Given his meticulousness, it’s not a shock to discover that Gordon’s outré practice is grounded in heavy technical training. After growing up in Minneapolis, he attended the Lyme College of Fine Arts in Old Lyme, Connecticut, which focuses on traditional art techniques—oil painting, casting, proportions. “The whole nine yards of a traditional art education in France in the 18th century,” Gordon said. “That was something I was very obsessed with at that time.”
Coming across the sharp-edged work of Lee Lozano—whose pieces involved endeavors like refusing to speak to women for a stretch or smoking weed for a month straight—led to a change in his work. “Who is this woman?” he recalled thinking. “I was fascinated because here I was, learning anatomy and blah-blah-blah . . .” He realized that “art could be experience itself. Art could be ephemeral. Art could be something that you essentially create and make something happen and no one sees it.” Like, for instance, a made-up woman wandering the streets of Manhattan.
Gordon has also embedded photographs and paintings behind drywall in some of his shows—things that only he has known were there but permeated the show in some ineffable way. He aims to make exhibitions in which “not everything has to be so epidermal,” that can have hidden “subliminal” components.
As it happens, Gordon reminded me, Lozano lived the last two decades of her life in Dallas. She moved in with her parents in 1982, more than ten years after she began Dropout Piece (ca. 1970), for which she declined to participate in the art world any longer. When she died of cancer in 1999, at the age of 68, she was buried in the city in an unmarked grave.
“I’ve been driving around doing errands and enjoying the thought of wondering if she’s been here,” Gordon said. “Maybe she went down this road at some point. I feel like she’s in this work because I was constantly thinking about her and the sheer intensity of her practice.”

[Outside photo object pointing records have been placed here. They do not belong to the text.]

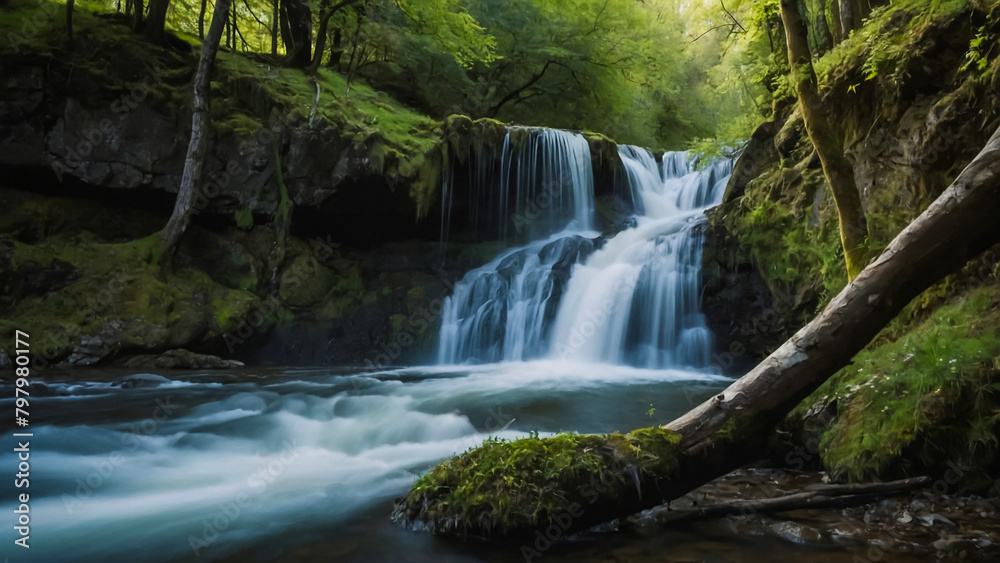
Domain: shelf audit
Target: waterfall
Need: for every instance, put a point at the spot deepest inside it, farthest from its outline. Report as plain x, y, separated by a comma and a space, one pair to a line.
636, 301
633, 299
538, 182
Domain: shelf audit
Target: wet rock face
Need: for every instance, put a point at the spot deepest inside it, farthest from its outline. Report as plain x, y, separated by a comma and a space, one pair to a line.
172, 359
55, 130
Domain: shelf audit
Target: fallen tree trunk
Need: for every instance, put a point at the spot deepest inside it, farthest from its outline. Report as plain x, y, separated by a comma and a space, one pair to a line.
822, 496
568, 483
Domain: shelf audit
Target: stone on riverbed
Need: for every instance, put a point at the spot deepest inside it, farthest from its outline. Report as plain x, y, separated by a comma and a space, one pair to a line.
180, 359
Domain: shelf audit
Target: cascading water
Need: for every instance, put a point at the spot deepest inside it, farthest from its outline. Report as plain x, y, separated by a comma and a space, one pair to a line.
636, 301
538, 182
573, 295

There are moments when Gordon can sound controlling and manipulative—charming his way into people’s homes, sending individuals on strange excursions that no one will ever witness, harboring away works that only he knows are present. But I had the sense of someone with a rare sensitivity to the goings-on of the world and a desire to make himself radically vulnerable, even if it means shrugging off social niceties. Gordon throws himself into his work—or it might be more accurate to say that he lets it overtake him. “I’m led around,” he said at one point. “I have intention, but the everyday banality of shit that happens can be very influential on me all of the sudden.”
As we neared the end of our talk, Gordon said, “The space I exist in is very porous, and my work and my life are becoming one thing.”
It looked like it was about to rain at any moment, and the breeze was starting to pick up. “My perfect scenario is—this is a good day, today,” he said. “Overcast. You’ve got the wind and you come here alone and let yourself in. You should be able to make an appointment and spend as much time as you want. You could spend all day. Maybe you don’t come out—maybe you fall somewhere, maybe you get locked in and can’t get yourself out.”
Gordon knows those sensations. “I don’t feel like I can get out,” he said. “I’m stuck in these rooms. They just come with me.”